Now we can add the same signature again.

>>> added = defer(time.sleep, [0.4])
>>> run_tasks()
1

We can also set only_once to false to execute a worker many times with the same signature.

>>> from pprint import pprint
>>> defer(pprint, ['hello'], once_only=False)
<google.appengine.api.labs.taskqueue.taskqueue.Task object at ...>
>>> defer(pprint, ['hello'], once_only=False)
<google.appengine.api.labs.taskqueue.taskqueue.Task object at ...>
>>> run_tasks()
'hello'
'hello'
2

DB Custom Property Classes

Typed Lists

This property converts model instances to keys and ensures a length.

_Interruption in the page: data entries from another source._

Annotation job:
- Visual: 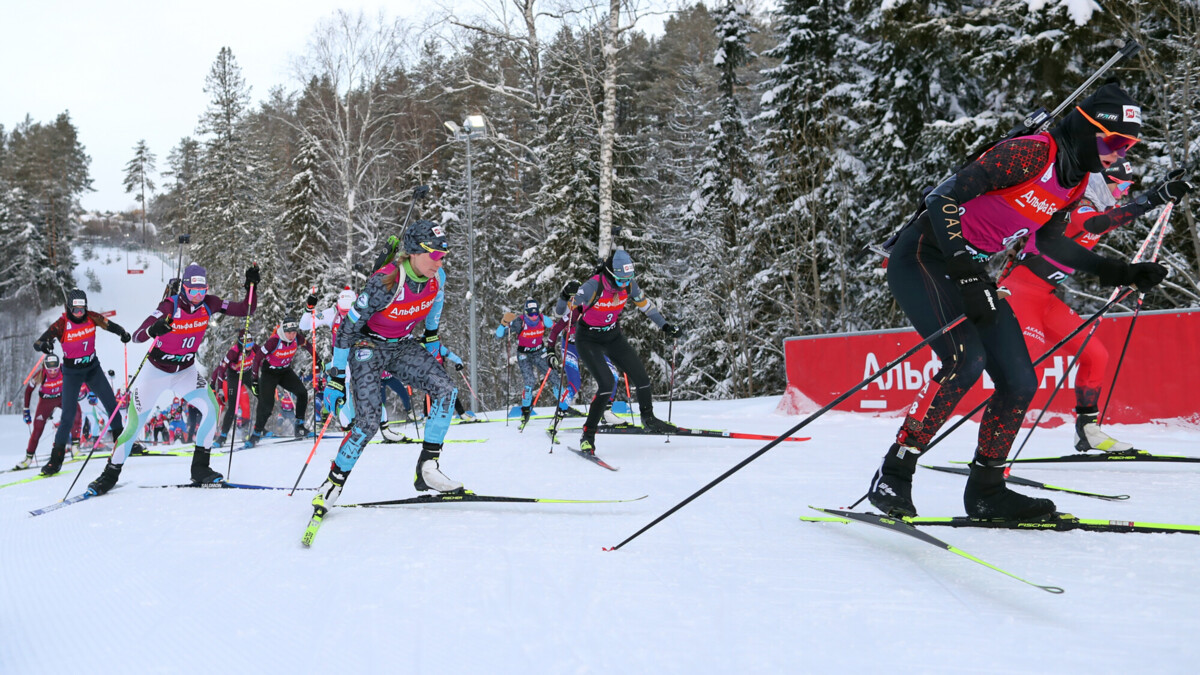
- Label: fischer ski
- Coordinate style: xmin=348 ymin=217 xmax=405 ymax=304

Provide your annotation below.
xmin=950 ymin=449 xmax=1200 ymax=464
xmin=335 ymin=490 xmax=649 ymax=508
xmin=138 ymin=480 xmax=317 ymax=490
xmin=800 ymin=506 xmax=1063 ymax=593
xmin=920 ymin=464 xmax=1129 ymax=502
xmin=566 ymin=446 xmax=620 ymax=471
xmin=559 ymin=424 xmax=812 ymax=442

>>> from lovely.gae.db.property import TypedListProperty
>>> from google.appengine.ext import db

Let us create a model

>>> class Yummy(db.Model): pass
>>> class Bummy(db.Model): pass

We can now reference Yummy instances with our property. Note that we can also use the kind name as an argument of the kind.

>>> class Dummy(db.Model):
...     yummies = TypedListProperty(Yummy)
...     bummies = TypedListProperty('Bummy', length=3)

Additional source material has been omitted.